Analytics API returns 403 after Azure AD attribute mapping update

The /api/v2/analytics/details endpoint’s throwing a 403 Forbidden error since the new SAML attribute mapping went live on Azure AD yesterday. Console login works fine. JIT provisioning creates the user without errors. Problem appears only when the service account fetches report data via REST API.

Azure AD sign-in logs show the custom claim gc_analytics_read is present and set to true. Certificate rotation happened two weeks ago, so signature validation holds up. Token endpoint returns a valid JWT, yet the scope’s missing analytics:report:view. Claim translation seems broken during token exchange.

Scope inheritance issues with Ping came up in a community post from 2023, but Azure AD handles this differently. Mapping logic looks identical to the Okta setup in production. Does the analytics scope require a separate group claim instead of a boolean attribute? The debugging’s doing jack all right now.

Error response body stays minimal.

{
 "errorCode": "AUTH_FORBIDDEN",
 "message": "User does not have permission to access resource",
 "details": "Missing scope: analytics:report:view"
}

Assertion snippet proves the claim exists.

<Attribute Name="gc_analytics_read">
 <AttributeValue>true</AttributeValue>
</Attribute>

API rejects the token repeatedly. Audit log shows the role assignment failing silently on the Frankfurt edge.

Is the service account configured with the correct OAuth client ID? We’ve observed similar errors when the application registration doesn’t fully propagate during attribute synchronization.

The analytics API sometimes experiences delays in recognizing new claims. A common workaround involves increasing the WebSocket timeout duration - though this might not resolve the core issue. Event sequencing can be unreliable.

IF (API_REQUEST == analytics_details) THEN
 CHECK (gc_analytics_read == TRUE)
 IF (gc_analytics_read == FALSE) THEN
 RE-PROPAGATE (OAUTH_CLIENT_ID)
 ENDIF
ENDIF

Hi all,

We’re on Genesys Cloud, and seeing similar problems with the WEM API sometimes. It looks like the OAUTH_CLIENT_ID needs to refresh after the SAML mapping updates. You’ll want to double-check the APPLICATION REGISTRATION. It can take a few cycles for the PERMISSIONS to propagate.

Is the service principal - specifically its application registration within Azure Active Directory - configured with the user.read permission scope, as dictated by the Microsoft Graph API documentation [Microsoft Graph permissions reference - Microsoft Graph | Microsoft Learn]? It’s CRITICAL to understand that the gc_analytics_read claim is merely a propagated assertion; the underlying authorization decision rests entirely with Azure AD’s evaluation of the configured scopes.

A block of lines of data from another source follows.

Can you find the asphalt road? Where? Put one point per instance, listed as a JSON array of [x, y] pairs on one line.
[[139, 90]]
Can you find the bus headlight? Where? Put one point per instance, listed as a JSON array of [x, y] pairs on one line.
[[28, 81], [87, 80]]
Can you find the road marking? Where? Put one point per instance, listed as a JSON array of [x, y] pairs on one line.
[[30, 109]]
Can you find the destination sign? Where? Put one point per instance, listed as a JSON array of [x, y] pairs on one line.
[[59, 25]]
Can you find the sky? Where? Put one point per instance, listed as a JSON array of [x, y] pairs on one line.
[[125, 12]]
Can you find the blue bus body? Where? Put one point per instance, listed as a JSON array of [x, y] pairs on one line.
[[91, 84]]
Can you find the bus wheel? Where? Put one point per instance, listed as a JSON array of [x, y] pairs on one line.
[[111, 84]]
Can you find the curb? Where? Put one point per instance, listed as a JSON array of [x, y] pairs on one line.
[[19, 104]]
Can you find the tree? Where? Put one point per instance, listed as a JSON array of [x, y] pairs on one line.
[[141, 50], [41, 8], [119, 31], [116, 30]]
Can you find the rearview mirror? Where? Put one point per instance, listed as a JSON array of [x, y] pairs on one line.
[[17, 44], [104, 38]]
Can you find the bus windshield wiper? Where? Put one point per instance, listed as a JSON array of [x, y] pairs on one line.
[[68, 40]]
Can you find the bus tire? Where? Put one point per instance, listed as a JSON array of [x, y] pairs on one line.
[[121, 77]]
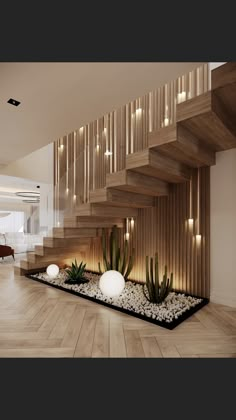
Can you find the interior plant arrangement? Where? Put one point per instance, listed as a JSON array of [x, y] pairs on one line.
[[115, 261], [75, 274], [157, 292]]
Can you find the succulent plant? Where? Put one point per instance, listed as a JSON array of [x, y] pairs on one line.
[[156, 292], [75, 274], [115, 261]]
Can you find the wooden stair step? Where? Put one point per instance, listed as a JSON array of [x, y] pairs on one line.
[[29, 267], [180, 144], [92, 221], [154, 164], [119, 198], [51, 242], [206, 118], [45, 251], [126, 180], [75, 232], [35, 258], [99, 210]]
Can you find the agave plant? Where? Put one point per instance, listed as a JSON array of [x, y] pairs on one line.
[[116, 261], [156, 292], [75, 274]]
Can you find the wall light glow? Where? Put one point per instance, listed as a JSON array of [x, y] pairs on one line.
[[181, 97], [166, 122], [127, 236], [198, 238]]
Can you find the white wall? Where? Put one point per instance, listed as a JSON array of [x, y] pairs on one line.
[[37, 166], [223, 229]]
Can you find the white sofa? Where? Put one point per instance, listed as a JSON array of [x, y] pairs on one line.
[[22, 242]]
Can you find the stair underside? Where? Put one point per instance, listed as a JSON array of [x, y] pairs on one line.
[[51, 242], [107, 211], [55, 255], [154, 164], [111, 196], [180, 144], [92, 222], [206, 118], [75, 232], [130, 181]]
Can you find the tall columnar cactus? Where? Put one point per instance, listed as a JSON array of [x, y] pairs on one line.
[[157, 292], [116, 261]]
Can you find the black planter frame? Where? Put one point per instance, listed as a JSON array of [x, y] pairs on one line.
[[164, 324]]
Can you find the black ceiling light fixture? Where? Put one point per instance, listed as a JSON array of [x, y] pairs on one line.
[[13, 102], [29, 196]]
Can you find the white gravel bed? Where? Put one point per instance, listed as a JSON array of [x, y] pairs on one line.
[[132, 297]]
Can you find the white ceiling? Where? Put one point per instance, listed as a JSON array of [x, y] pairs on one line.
[[57, 98]]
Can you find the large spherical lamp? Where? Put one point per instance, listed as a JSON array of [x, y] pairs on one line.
[[52, 271], [111, 283]]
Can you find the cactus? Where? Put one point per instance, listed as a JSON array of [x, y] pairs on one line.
[[116, 262], [75, 274], [156, 292]]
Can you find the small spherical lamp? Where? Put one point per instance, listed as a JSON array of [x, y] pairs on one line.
[[52, 271], [111, 283]]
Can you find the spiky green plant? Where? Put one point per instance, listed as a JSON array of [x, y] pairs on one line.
[[156, 292], [115, 261], [75, 274]]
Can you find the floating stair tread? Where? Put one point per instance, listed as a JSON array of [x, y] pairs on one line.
[[119, 198], [46, 251], [35, 258], [100, 210], [51, 242], [154, 164], [126, 180], [92, 222], [180, 144], [206, 119], [67, 232]]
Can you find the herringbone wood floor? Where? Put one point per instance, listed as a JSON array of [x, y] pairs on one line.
[[39, 321]]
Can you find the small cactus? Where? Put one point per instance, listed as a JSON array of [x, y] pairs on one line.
[[156, 292], [115, 261]]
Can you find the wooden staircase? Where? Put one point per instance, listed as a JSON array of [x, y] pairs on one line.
[[204, 125]]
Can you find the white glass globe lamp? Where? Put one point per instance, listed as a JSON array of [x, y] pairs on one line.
[[52, 271], [112, 283]]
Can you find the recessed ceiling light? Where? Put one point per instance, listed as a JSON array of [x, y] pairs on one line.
[[13, 102]]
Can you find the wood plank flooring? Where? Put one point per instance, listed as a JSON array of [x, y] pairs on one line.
[[39, 321]]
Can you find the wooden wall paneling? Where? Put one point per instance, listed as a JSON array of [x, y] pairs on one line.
[[162, 228]]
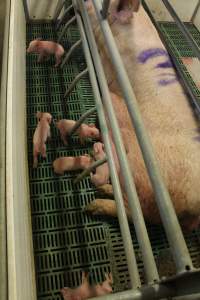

The suggestion to re-propagate the OAUTH_CLIENT_ID is… incomplete. A more effective approach involves a programmatic revocation of the acquired access token - employing the /token endpoint with the offline_access scope - followed by a re-authentication cycle to compel Azure AD to re-evaluate the permissions landscape.

Okay, so another analytics API permission issue? Seriously?

Here’s what I’ve seen - and it’s usually not the obvious thing.

  • First - and this is basic, but check it anyway - is the service account actually using the right OAuth client ID? I know, As noted above it, but I’ve spent days chasing ghosts because of a typo in a config file. Double-check. Triple-check.
  • The gc_analytics_read claim being present isn’t enough. It needs to be trusted by the application registration. What’s the application registration’s manifest? Is it actually configured to accept claims from your Azure AD tenant? I’ve seen cases where the claim mapping exists, but the app registration doesn’t know what to do with it.
  • The point above is correct about the Microsoft Graph permissions. But - and this is a big but - even if you have user.read, the Analytics API isn’t directly tied to the Microsoft Graph. It’s a custom integration. Don’t chase that rabbit hole unless you absolutely have to.
  • the earlier post’s suggestion of re-propagating the OAuth client ID… yeah, that sometimes works. But it feels like treating a symptom, not the disease, right? It’s a workaround, not a fix.
  • Here’s where it gets fun. I’ve found that after SAML changes, the cache on the Genesys Cloud side gets stale. Try flushing the analytics cache. I know, it sounds ridiculous. There isn’t a button for this, obviously. You’ll need to open a TAC case and ask them to manually invalidate the cache for the analytics service. Tell them it’s related to SAML propagation. They’ll probably ask you if you’ve checked the OAuth client ID. Say you have.
  • One other thing - and this is a long shot - are you using any custom attributes in your analytics queries? If so, make sure those attributes are also being passed correctly through the SAML mapping. It’s possible a missing attribute is causing the API to choke. I’ve seen weird behavior when querying custom fields that aren’t fully provisioned.

Seriously though, the documentation on this stuff is… lacking. I’m starting to think they just change things without telling anyone. Do you have a case number with TAC? If so, what did they say? I’m building a knowledge base for our team and the more info, the better.